After a 3-0 vote during Thursday’s action session, Lyon County commissioners will sign an action plan to pursue involvement in the Lyon County Neighborhood Stabilization Program Action Plan.
Sam Seeley, Lyon County flood plain manager and zoning director, told commissioners earlier this month that HUD’s new Neighborhood Stabilization Program could help the county. According to HUD’s Web site, the program “will provide emergency assistance to state and local governments to acquire and redevelop foreclosed properties that otherwise become sources of abandonment and blight within their communities.”
Seeley said the Kansas Department of Commerce’s rural-development division, in partnership with the Kansas Housing Resource Corp., home division, will implement the program on a state level.
Seeley said Thursday morning that the action plan needs to be turned in by today if the county wanted to continue with the program. Seeley said the action plan is non-binding and the county can still back out if needed.

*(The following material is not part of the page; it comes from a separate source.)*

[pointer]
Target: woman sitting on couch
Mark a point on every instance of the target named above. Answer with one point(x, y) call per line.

“It doesn’t commit us but it does show that we are willing to commit,” Seeley said. “If something doesn’t work out we can say no ...”
Seeley said the money for the program will have to go to the county level first before it can be dispersed. Lyon County is not looking at a lot of properties to be purchased and rehabilitated because there isn’t a lot of money for the county.
“... It’s just to keep the properties from being blighted or going downhill,” he said. “Why not put them into the hands of somebody who wants a home?”